Exposed and Isolated
The Jews in Zolynia were in the middle of a countryside, in a small town where they could be easily recognized and could never melt into the larger crowd, where there were few buildings or structures in which to hide, no transportation system or even a sewer which could be an escape route. They were exposed.
The ghetto at Zolynia did not have walls and was not fenced in, but Jews there were isolated. There were limited opportunities for news or connections with the outside. Some information came from those returning from work crews or labor camps, or from those who still worked in the market square and could pick up rumors or bits of news. A few Jewish families still owned horses and wagons and, acquiring appropriate permits through various means, could haul grains or small goods collected from local families to Rzeszow for sale in the ghetto there. Often, these trips were made on back roads late at night, to avoid German patrols and others who would likely confiscate any goods hauled by Jews. This brought some income to local families, In Rzeszow, there was an active Jewish underground, led by members of Hashomer Hatzair and some members used stolen or forged Aryan identification papers to move between villages. Also based in Rzeszow were several work crews set up by the Germans to collect and transport recyclable materials for use in military production; one of the crews included Jews who, holding special travel permits, also brought occassional reports of nearby events to Zolynia and other villages.

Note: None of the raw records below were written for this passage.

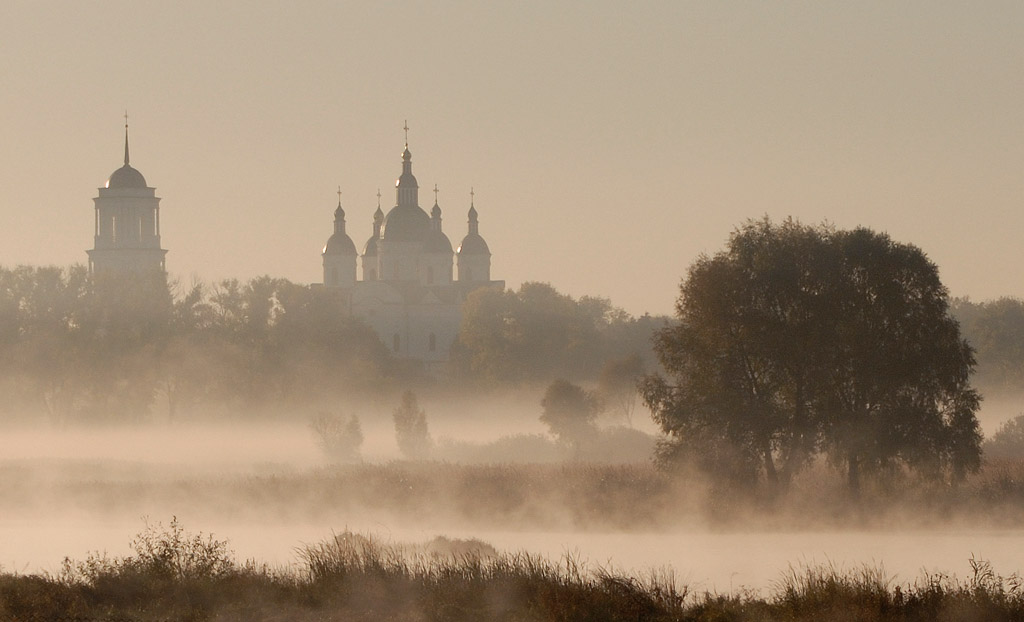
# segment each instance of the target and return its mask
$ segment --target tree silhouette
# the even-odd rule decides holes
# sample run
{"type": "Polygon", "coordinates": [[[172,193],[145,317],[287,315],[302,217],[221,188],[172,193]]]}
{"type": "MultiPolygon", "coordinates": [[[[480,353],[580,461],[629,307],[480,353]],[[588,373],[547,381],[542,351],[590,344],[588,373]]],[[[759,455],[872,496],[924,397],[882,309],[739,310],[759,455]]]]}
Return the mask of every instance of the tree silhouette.
{"type": "Polygon", "coordinates": [[[979,464],[970,347],[934,264],[867,229],[746,223],[690,268],[643,383],[665,460],[785,487],[821,451],[954,479],[979,464]]]}

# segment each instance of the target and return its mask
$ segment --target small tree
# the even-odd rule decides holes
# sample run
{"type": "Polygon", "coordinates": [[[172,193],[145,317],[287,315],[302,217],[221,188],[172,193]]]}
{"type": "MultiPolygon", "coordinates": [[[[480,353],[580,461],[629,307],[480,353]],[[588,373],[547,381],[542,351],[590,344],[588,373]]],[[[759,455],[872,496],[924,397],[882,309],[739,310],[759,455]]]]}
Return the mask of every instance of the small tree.
{"type": "Polygon", "coordinates": [[[359,460],[359,448],[363,444],[363,427],[359,417],[344,417],[331,413],[319,413],[309,424],[323,450],[332,460],[353,462],[359,460]]]}
{"type": "Polygon", "coordinates": [[[406,391],[402,404],[392,414],[395,422],[395,440],[398,449],[406,458],[422,460],[430,453],[433,444],[427,430],[427,413],[416,401],[416,394],[406,391]]]}
{"type": "Polygon", "coordinates": [[[597,397],[568,380],[552,382],[540,401],[542,423],[559,442],[579,448],[580,442],[597,433],[594,419],[601,410],[597,397]]]}
{"type": "Polygon", "coordinates": [[[639,397],[636,385],[643,375],[644,363],[639,354],[633,353],[607,361],[597,380],[601,398],[622,415],[629,427],[633,427],[633,412],[639,397]]]}
{"type": "Polygon", "coordinates": [[[1024,415],[1004,421],[981,450],[985,458],[1024,458],[1024,415]]]}

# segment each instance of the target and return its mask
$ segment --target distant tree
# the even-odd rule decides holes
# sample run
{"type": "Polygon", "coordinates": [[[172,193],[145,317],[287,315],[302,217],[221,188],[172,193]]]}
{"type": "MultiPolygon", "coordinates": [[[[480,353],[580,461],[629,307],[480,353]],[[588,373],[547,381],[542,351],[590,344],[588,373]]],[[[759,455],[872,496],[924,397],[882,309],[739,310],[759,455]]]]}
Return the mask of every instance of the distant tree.
{"type": "Polygon", "coordinates": [[[597,378],[597,390],[605,404],[621,414],[626,425],[633,427],[633,412],[639,399],[637,382],[644,375],[644,363],[637,353],[624,358],[609,359],[597,378]]]}
{"type": "Polygon", "coordinates": [[[1024,458],[1024,415],[1004,421],[981,449],[986,459],[1024,458]]]}
{"type": "Polygon", "coordinates": [[[651,335],[661,323],[633,318],[605,298],[575,300],[547,283],[482,288],[463,305],[453,367],[488,383],[595,379],[611,358],[639,352],[653,360],[651,335]]]}
{"type": "Polygon", "coordinates": [[[395,440],[402,455],[412,460],[426,458],[433,443],[427,430],[427,413],[420,408],[415,393],[402,394],[402,404],[392,413],[392,418],[395,440]]]}
{"type": "Polygon", "coordinates": [[[952,312],[977,351],[978,385],[986,393],[1024,389],[1024,301],[960,298],[953,301],[952,312]]]}
{"type": "Polygon", "coordinates": [[[552,382],[540,401],[540,420],[559,442],[579,449],[597,433],[598,398],[564,378],[552,382]]]}
{"type": "Polygon", "coordinates": [[[309,424],[320,449],[331,460],[352,462],[359,460],[363,445],[363,427],[359,417],[321,412],[309,424]]]}
{"type": "Polygon", "coordinates": [[[676,310],[655,344],[668,377],[643,383],[663,460],[784,487],[826,451],[853,492],[897,462],[977,468],[974,359],[916,247],[751,221],[690,268],[676,310]]]}

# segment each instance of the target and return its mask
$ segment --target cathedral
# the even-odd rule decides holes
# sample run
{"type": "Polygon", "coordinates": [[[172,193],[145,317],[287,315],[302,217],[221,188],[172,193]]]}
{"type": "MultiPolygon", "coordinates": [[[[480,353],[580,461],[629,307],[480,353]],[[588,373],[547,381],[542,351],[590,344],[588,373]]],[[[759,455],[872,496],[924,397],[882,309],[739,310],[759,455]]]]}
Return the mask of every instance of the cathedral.
{"type": "Polygon", "coordinates": [[[160,199],[156,189],[132,168],[128,157],[127,115],[124,125],[124,166],[111,173],[93,199],[96,224],[89,272],[163,272],[167,251],[160,248],[160,199]]]}
{"type": "Polygon", "coordinates": [[[472,192],[468,230],[454,251],[441,226],[436,186],[430,214],[420,207],[408,142],[395,190],[395,206],[387,215],[377,193],[373,233],[361,254],[345,231],[339,191],[334,234],[322,253],[324,287],[372,326],[395,356],[430,367],[448,360],[466,296],[481,287],[503,288],[505,282],[491,280],[491,251],[480,236],[472,192]]]}
{"type": "MultiPolygon", "coordinates": [[[[504,288],[505,282],[491,280],[491,251],[480,236],[472,191],[467,232],[455,250],[441,225],[436,186],[430,214],[420,207],[408,140],[395,191],[395,206],[387,215],[378,191],[373,233],[360,253],[345,230],[339,189],[334,234],[322,252],[322,287],[337,296],[339,312],[365,320],[395,356],[430,368],[448,360],[466,296],[481,287],[504,288]]],[[[130,164],[127,122],[124,166],[110,175],[93,202],[94,243],[86,251],[91,274],[166,270],[160,199],[130,164]]]]}

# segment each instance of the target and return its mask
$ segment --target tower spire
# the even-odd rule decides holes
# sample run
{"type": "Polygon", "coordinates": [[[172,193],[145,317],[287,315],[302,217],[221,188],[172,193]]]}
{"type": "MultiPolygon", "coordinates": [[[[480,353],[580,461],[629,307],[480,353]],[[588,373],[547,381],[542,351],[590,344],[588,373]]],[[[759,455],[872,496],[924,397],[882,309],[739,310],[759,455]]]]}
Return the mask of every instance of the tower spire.
{"type": "Polygon", "coordinates": [[[338,207],[341,207],[341,186],[338,186],[338,207]]]}
{"type": "Polygon", "coordinates": [[[124,165],[128,166],[128,111],[124,111],[124,165]]]}
{"type": "Polygon", "coordinates": [[[409,120],[405,120],[405,125],[402,127],[405,130],[405,148],[409,148],[409,120]]]}

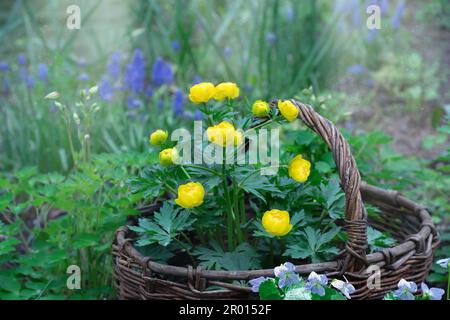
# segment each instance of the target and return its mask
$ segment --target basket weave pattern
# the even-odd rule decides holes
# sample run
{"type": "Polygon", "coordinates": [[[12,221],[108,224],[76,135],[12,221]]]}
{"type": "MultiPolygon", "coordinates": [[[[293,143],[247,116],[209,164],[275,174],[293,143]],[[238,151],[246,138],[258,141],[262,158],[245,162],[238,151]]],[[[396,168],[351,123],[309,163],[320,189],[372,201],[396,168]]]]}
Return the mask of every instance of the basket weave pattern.
{"type": "MultiPolygon", "coordinates": [[[[336,127],[310,106],[291,100],[299,118],[329,146],[346,196],[345,229],[348,241],[333,261],[298,265],[296,271],[312,271],[328,277],[345,276],[356,288],[353,299],[379,299],[396,288],[400,279],[424,281],[439,240],[428,210],[396,191],[383,190],[361,181],[350,147],[336,127]],[[363,201],[377,207],[380,216],[368,219],[363,201]],[[400,243],[366,255],[367,225],[390,232],[400,243]],[[379,289],[367,286],[371,265],[381,270],[379,289]],[[369,268],[369,269],[368,269],[369,268]]],[[[272,102],[272,106],[276,101],[272,102]]],[[[158,206],[147,208],[152,213],[158,206]]],[[[273,269],[216,271],[163,265],[142,256],[133,247],[127,226],[119,228],[112,246],[113,267],[119,299],[251,299],[256,298],[246,282],[273,277],[273,269]],[[237,282],[241,280],[240,284],[237,282]]]]}

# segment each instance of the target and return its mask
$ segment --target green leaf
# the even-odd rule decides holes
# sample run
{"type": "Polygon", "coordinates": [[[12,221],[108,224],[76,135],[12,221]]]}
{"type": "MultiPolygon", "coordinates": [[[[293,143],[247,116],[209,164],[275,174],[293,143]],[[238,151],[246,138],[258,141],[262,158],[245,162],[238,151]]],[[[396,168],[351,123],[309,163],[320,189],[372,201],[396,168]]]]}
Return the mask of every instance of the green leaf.
{"type": "Polygon", "coordinates": [[[138,226],[129,226],[129,229],[139,234],[138,246],[159,243],[166,247],[180,232],[190,229],[194,222],[188,211],[180,212],[180,208],[174,208],[166,201],[151,219],[141,218],[138,226]]]}
{"type": "Polygon", "coordinates": [[[79,234],[72,241],[74,249],[89,248],[99,245],[101,235],[97,234],[79,234]]]}
{"type": "Polygon", "coordinates": [[[311,291],[305,287],[294,287],[287,290],[284,294],[284,300],[311,300],[311,291]]]}
{"type": "Polygon", "coordinates": [[[323,161],[317,161],[316,163],[314,163],[314,166],[320,173],[327,173],[331,171],[330,165],[323,161]]]}
{"type": "Polygon", "coordinates": [[[282,300],[283,295],[278,289],[275,280],[268,279],[259,286],[259,298],[261,300],[282,300]]]}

By the middle of 1942, word had gotten to Zolynia that the Jews that a number of communities in the region had been relocated en masse, supposedly to undisclosed labor camps in the east. The price of resistance was high. Beginning on July 7, 8,000 of the 14,000 Jews living in the ghetto in Rzeszow were moved out in a five-day operation. Some Jews were deemed uncooperative and at least 236 people were shot in the streets. The possibility that the Jews in Zolynia could be expelled and moved away from their home town was a clear possibility.
That July, the last small groups of Jewish families living in outlying villages were ordered to move into Zolynia. Also that month, the Jews of Zolynia and other nearby towns were ordered to pay any taxes due or outstanding. Most Jews in the area now lived in poverty, unable to pay. Police used non-payment of taxes as a pretense to raid homes and confiscate remaining registered possessions. This all added to a growing feeling that the Germans were preparing to move the Jews of the area.
During this time, Berish Lowenbraun, the Judenrat member who saw himself as a mediator with the Germans, was shot. His usefulness to the Germans, and perhaps the usefulness of all the Jews of Zolynia, was at an end.
But tere was no way to know exactly what the Germans were planning to do.
A Jewish Mutual Aid Society report on the estimated Jewish population in the Lancut-Jaroslaw area, dated December 11, 1940. There are an estimated 5,886 Jews in the district, representing 3.1% of the total population. Zolynia has an estimated 700 residents. The document is addressed to the regional self-help coordinating committee at Lancut.